Toujours en tant qu'il est souverain, il faut l'informer. Autant dire que le secret n'est pas admis, que lorsque la cité affronte un danger, plutôt que de laisser un souverain le résoudre avec ses conseillers comme dans une vraie monarchie, il faut tout étaler sur la place publique. Le sujet sombre alors dans l'anxiété : il assiste aux atermoiements dudit gouvernement, à ses échecs possibles. La réputation du gouvernement est alors détruite. Les démocrates n'ont jamais compris que les hommes pour accorder leur confiance à un pouvoir donné, ont besoin de le croire infaillible, même si évidemment il ne l'est jamais réellement.
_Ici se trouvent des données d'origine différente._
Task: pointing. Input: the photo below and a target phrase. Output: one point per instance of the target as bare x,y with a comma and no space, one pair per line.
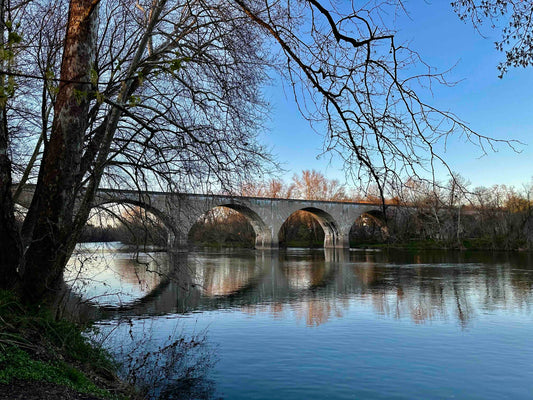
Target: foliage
17,364
36,346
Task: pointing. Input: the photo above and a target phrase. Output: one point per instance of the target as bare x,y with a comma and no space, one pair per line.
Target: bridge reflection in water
311,285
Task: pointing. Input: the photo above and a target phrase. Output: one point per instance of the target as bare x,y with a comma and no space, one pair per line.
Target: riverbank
45,358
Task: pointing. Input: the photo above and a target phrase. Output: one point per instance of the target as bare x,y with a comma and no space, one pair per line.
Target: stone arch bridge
266,215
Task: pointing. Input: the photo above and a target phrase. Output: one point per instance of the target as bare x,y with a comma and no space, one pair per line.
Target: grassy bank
41,357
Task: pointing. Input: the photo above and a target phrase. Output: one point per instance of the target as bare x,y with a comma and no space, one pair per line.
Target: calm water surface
309,324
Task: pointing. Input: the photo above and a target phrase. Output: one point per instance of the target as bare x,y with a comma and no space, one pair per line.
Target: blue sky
500,108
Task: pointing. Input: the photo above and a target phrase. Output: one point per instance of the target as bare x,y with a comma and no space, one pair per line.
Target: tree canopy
167,94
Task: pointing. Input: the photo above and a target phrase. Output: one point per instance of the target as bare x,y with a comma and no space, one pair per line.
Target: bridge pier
266,240
177,242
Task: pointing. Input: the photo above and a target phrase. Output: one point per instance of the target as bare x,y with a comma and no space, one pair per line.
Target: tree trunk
55,195
10,246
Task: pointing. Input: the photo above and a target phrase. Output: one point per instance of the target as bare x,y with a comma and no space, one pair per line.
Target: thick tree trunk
55,195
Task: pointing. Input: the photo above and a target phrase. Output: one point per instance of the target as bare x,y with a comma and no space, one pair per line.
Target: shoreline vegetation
42,357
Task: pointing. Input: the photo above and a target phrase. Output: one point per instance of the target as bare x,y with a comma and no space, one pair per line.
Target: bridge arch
261,229
161,215
328,223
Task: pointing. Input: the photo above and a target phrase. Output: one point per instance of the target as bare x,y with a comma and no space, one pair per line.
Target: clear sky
500,108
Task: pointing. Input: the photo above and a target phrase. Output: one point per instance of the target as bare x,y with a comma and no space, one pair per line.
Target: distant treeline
430,215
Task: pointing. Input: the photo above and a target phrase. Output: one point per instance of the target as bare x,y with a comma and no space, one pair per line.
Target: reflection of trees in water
175,365
422,287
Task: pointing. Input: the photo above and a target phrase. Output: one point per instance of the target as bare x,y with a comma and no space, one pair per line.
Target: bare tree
166,94
514,18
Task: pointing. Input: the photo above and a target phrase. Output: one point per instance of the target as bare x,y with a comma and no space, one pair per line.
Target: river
315,324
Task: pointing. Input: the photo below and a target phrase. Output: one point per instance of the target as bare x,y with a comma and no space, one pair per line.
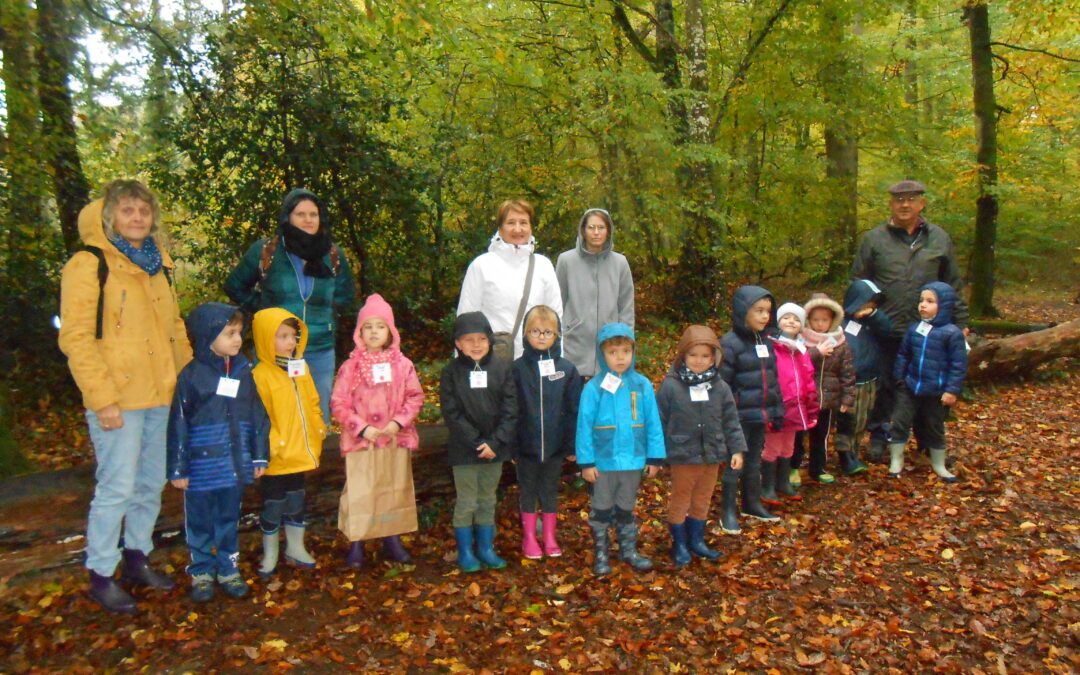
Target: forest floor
864,575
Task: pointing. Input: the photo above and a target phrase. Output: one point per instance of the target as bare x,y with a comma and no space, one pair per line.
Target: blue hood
860,293
609,331
742,300
556,349
204,324
946,301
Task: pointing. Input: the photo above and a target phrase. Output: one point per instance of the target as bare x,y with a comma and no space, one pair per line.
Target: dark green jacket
282,288
901,265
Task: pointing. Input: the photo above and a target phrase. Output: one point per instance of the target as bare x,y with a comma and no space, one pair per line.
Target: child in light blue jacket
619,433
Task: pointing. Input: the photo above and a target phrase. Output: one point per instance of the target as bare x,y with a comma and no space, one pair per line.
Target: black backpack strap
103,275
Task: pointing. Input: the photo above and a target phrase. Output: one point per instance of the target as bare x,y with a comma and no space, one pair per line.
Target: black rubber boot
784,486
752,498
107,593
769,496
136,570
602,543
729,511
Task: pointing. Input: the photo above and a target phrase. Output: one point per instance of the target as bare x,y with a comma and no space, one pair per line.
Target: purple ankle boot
136,570
107,593
393,550
355,557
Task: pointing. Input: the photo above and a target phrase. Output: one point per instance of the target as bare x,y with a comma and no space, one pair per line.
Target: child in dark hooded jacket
549,388
480,406
216,445
702,433
930,369
750,369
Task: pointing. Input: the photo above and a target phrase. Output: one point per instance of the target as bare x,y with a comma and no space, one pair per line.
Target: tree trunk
55,41
981,268
1021,353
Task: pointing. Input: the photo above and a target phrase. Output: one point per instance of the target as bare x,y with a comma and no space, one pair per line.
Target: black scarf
311,247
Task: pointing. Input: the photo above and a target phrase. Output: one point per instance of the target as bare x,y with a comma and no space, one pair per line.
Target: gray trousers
613,497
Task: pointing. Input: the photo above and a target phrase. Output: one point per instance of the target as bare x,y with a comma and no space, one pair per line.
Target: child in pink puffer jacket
796,376
377,396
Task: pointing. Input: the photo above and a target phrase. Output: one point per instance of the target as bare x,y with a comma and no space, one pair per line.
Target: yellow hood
265,325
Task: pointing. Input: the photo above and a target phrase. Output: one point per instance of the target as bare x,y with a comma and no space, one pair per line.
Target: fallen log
1021,354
Toujours en vertu de sa souveraineté, le "peuple", cette grande fiction rousseauiste, peut juger ses ministres, le gouvernement en premier lieu. L'habitant de la cité, sujet, dont la vertu est censée être l'obéissance, peut critiquer ses supérieurs, car chacun estime faire partie du peuple : la multitude dans son esprit est de facto synonyme de peuple, seule nuance qu'il me faut concéder honnêtement à mes adversaires. Où peut-on observer une telle chose, à part dans le régime politique appelé démocratie ? Est-il en capacité au moins d'être bon juge ?
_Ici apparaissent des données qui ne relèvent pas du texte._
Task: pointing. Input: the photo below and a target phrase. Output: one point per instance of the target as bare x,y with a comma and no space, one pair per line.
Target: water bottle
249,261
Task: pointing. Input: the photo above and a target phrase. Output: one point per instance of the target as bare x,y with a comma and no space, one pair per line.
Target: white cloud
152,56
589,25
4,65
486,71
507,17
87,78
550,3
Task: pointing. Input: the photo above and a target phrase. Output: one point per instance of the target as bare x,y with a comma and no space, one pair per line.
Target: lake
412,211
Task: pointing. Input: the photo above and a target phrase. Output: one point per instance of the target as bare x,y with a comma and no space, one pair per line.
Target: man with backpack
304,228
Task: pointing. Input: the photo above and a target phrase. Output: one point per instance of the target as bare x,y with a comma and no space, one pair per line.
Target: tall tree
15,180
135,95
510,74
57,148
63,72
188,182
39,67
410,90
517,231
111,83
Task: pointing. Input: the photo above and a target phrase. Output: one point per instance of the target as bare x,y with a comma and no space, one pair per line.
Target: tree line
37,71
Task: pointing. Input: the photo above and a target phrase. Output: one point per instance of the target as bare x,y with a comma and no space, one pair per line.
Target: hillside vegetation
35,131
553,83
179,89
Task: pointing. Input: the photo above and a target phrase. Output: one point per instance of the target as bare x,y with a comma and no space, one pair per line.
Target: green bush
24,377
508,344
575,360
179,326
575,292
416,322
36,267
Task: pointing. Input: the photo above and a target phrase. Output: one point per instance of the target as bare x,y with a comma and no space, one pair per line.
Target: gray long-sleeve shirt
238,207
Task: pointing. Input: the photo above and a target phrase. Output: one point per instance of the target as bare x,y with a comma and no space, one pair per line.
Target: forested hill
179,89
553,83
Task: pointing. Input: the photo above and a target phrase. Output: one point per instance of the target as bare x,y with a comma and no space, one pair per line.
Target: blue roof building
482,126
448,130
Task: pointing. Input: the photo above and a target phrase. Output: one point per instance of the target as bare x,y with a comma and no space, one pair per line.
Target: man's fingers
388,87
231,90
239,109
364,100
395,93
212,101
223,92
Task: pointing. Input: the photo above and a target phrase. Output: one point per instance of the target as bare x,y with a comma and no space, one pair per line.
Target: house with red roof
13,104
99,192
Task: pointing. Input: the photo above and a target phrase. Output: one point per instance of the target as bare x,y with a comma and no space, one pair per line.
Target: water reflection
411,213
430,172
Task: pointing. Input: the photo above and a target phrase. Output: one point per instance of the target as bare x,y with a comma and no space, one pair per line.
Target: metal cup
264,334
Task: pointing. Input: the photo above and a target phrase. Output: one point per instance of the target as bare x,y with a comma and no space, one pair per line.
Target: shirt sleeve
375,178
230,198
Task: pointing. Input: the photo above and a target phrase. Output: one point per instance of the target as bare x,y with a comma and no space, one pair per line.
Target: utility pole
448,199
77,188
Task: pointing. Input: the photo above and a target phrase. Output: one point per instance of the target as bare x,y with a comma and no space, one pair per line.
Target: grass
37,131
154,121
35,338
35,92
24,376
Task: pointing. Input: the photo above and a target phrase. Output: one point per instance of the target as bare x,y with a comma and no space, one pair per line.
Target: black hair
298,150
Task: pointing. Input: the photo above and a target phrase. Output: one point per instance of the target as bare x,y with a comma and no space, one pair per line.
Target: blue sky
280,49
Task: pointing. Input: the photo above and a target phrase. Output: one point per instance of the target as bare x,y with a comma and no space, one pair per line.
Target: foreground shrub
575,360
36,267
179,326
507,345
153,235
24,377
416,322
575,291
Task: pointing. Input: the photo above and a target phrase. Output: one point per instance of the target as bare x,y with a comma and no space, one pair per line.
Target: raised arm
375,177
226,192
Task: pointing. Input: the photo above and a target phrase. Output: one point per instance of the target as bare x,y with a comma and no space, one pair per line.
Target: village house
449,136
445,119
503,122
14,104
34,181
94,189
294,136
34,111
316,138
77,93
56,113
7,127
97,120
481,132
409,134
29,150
En tant qu'il peut juger, dès lors que la politique menée ne lui convient pas, il s'estime trahi ; d'autant plus que dans son petit esprit, en général, le gouvernement ne doit pas commander dans l'intérêt de la cité, mais d'une de ses composantes, la plèbe. Notre ami sujet est toujours prompt à vouloir renverser l'ordre établi : la souveraineté du peuple excite le désir de rébellion en chaque sujet.